Einer der Gründe dafür, dass sich das Finanzsystem in einer Abwärtsspirale befindet, ist das Risikomanagement der Banken. In den marktbegeisterten 1990er Jahren wurde die Bewertungsmethode für Bankbilanzen geändert. Ihre Guthaben werden seither zu Marktpreisen bewertet („marking to market“). Hinter dieser Änderung steht die Überzeugung, dass Finanzmärkte effizient sind und der Marktwert immer den richtigen Wert darstellt.
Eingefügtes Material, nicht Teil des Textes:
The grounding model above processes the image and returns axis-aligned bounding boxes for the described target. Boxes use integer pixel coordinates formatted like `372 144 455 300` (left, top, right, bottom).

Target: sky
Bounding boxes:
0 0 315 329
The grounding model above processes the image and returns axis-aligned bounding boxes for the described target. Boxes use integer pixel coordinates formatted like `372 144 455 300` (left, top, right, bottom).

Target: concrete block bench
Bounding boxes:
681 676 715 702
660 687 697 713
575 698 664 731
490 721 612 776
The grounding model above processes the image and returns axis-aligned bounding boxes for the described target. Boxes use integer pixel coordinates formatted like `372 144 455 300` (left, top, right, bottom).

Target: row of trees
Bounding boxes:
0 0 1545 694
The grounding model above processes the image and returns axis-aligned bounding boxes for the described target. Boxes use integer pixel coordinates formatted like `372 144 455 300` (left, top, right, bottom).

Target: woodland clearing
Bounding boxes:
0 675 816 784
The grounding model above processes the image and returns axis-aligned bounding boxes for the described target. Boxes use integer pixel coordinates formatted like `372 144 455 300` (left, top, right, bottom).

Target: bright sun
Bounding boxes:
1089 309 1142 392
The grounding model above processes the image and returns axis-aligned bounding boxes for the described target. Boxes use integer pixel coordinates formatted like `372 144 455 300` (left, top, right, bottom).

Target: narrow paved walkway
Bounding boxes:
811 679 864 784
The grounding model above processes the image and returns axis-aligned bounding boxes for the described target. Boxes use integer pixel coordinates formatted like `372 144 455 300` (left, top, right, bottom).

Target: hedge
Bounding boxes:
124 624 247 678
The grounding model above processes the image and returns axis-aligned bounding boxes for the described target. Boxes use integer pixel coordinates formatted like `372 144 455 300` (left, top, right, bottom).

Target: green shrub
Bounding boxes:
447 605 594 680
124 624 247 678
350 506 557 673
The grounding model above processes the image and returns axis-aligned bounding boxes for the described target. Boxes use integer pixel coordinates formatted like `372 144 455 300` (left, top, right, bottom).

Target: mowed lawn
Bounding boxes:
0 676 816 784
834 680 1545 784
Banken müssen genug Kapital halten, um mögliche Verluste in ihrem Portfolio zu verkraften. In der gegenwärtigen Situation steigt sowohl der „value at risk“, also die möglichen Verluste, zudem sind die Marktpreise selbst für sicherste Wertpapiere gefallen, diese werden also niedriger bewertet. Die Banken müssen deshalb mehr Kapital aufnehmen oder die Risiken reduzieren. Letzteres tun sie, in dem sie Wertpapiere verkaufen, höhere Sicherheitsmargen für ihre Kredite verlangen (dies wird „hair cut“ – Haarschnitt – genannt) oder Kredite nicht verlängern. Jeder Versuch einer einzelnen Bank ihre Risiken zu reduzieren treibt Preise nach unten oder Schuldner in die Zahlungsunfähigkeit, schafft also neue Risiken, die wiederum eine Anpassung verlangen – deshalb die Abwärtsspirale.

Diese könnte nur dann gestoppt werden, wenn die Banken entweder so viel neues Kapital aufnehmen könnten, um die höheren Risiken zu tragen oder die Preise steigen und das Risiko zurück geht. Beides ist nicht gerade wahrscheinlich. Banken werden also weiter versuchen, Risiken aus ihren Bilanzen zu schaffen. Die Liquidität, welche die US und andere Zentralbanken anbieten, ist ebenfalls kein Mittel gegen zu viele Risiken in den Bankbilanzen. Denn bisher können die Banken schlechte Wertpapiere nur temporär gegen gute eintauschen, sie müssen sie später wieder zurück nehmen.

In den nächsten Wochen und Monaten wird also mit Sicherheit eine heisse Debatte geführt werden ob und unter welchen Bedingungen die Zentralbanken den Banken die faulen Kredite abkaufen sollen („bail out“). Eines steht jedenfalls schon fest, die Banken müssen gezwungen werden, in Zukunft sehr viel mehr Kapital zu halten. Das war nämlich der Clou am „marking to the market“, so lange die Preise generell stiegen und Risiken niedrig bewertet wurden, konnten die Banken immer mehr Kredit vergeben. Die Rechnung dafür, wird jetzt präsentiert.